RIASSUNTO
Abstract
The goal of this work is to change the wettability of a carbonate rock from mixed-wet towards water-wet at high temperature and high salinity. Three types of surfactants in dilute concentrations (<0.2 wt%) were used. Initial surfactant screening was done on the basis of aqueous stability at these harsh conditions. Contact angle experiments on aged calcite plates were done to narrow down the list of surfactants and spontaneous imbibition experiments were conducted on field cores for promising surfactants. Secondary waterflooding was conduceted in cores with and without the wettability altering surfactants. It was observed that barring a few surfactants, most were aqueous unstable by themselves at these harsh conditions. Dual surfactant systems, a mixture of a non-ionic and a cationic surfactant increased the aqueous stability. Some of the dual surfactant systems proved very good for wettability alteration and could recover 70-80% of OOIP during spontaneous imbibition.
Secondary waterflooding with the wettability altering surfactant increased the oil recovery over the waterflooding without the surfactants (from 29% to 40% OOIP).
Introduction
Approximately half of the world's discovered oil reserves are in carbonate reservoirs and many of these reservoirs are naturally fractured (Roehl and Choquette 1985). Carbonate reservoirs often have a high degree of heterogeneity and the pore structure is complex. The carbonate rocks are often mixed-wet to oil-wet because of the positive zeta potential of the rock surface, the hardness of the brine and the presence of apshaltenes and organic acids in the oil. Due to microscopic oil trapping and macroscopic bypassing, waterflooding in carbonate reservoirs is often poor (Manrique et. al. 2006). Improved oil recovery from oil-wet, low-permeability carbonate reservoirs is a great challenge.
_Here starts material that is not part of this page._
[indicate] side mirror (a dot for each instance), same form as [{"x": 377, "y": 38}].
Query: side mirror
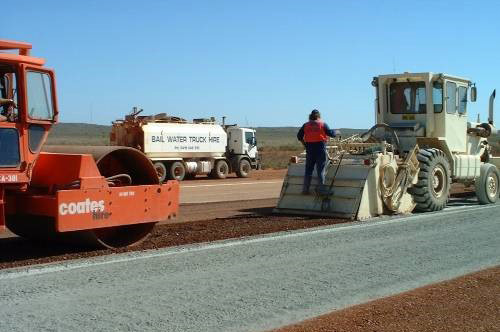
[{"x": 473, "y": 94}]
Reservoir wettability plays an important role during waterflooding. In a water-wet reservoir, the water relative permeability is low and oil relative permeability is high. Most of the oil is produced before water breakthrough; there is very little oil production after water breakthrough. In an oil-wet (or mixed-wet) reservoir, the water relative permeability is high and oil relative permeability is low. Water breaks through early and oil is co-produced with water for many pore volume of water injected. The residual oil saturation depends on wettability with a minimum for a mixed-wettability lower than either strongly water-wet or oil-wet rock (Salathiel et al. 1973, Jadhunandan and Morrow 1995). Reservoir wettability also affects the bypassing of oil in lower permeability zones. In a water-wet medium, water can be imbibed into bypassed zones by capillary forces and reduce bypassing. In oil-wet media, bypassing is expected to be higher because capillary forces discourage water to invade these bypassed zones. The goal of this study is to identify a wettability altering agent that can be added to waterflood which would change wettability and improve oil recovery in a secondary waterflooding in a non-fractured carbonate rock.
There are two main approaches to wettability alteration in originally oil-wet carbonate rocks. The first approach is through a change in the brine ionic composition. Strand et al. (2006, 2008) have shown that addition of sulfate and other potential determining ions can change the wettability of originally oil-wet chalk cores at high temperatures (above 90 °C). Increase in water-wetness was demonstrated by imbibitions of these brines into originally oil-wet chalk cores. It is hypothesized that
sulfate ions replace the adsorbed negatively charged organic acid groups thus making the surface more water-wet. High temperature is important for fast enough kinetics for this ion exchange. Yousef et al. (2010) have shown that diluting the injection brine salinity for a high temperature and high salinity carbonate reservoir improves the wettability towards more water-wet and gives an additional oil recovery of almost 20% over injection of sea brine.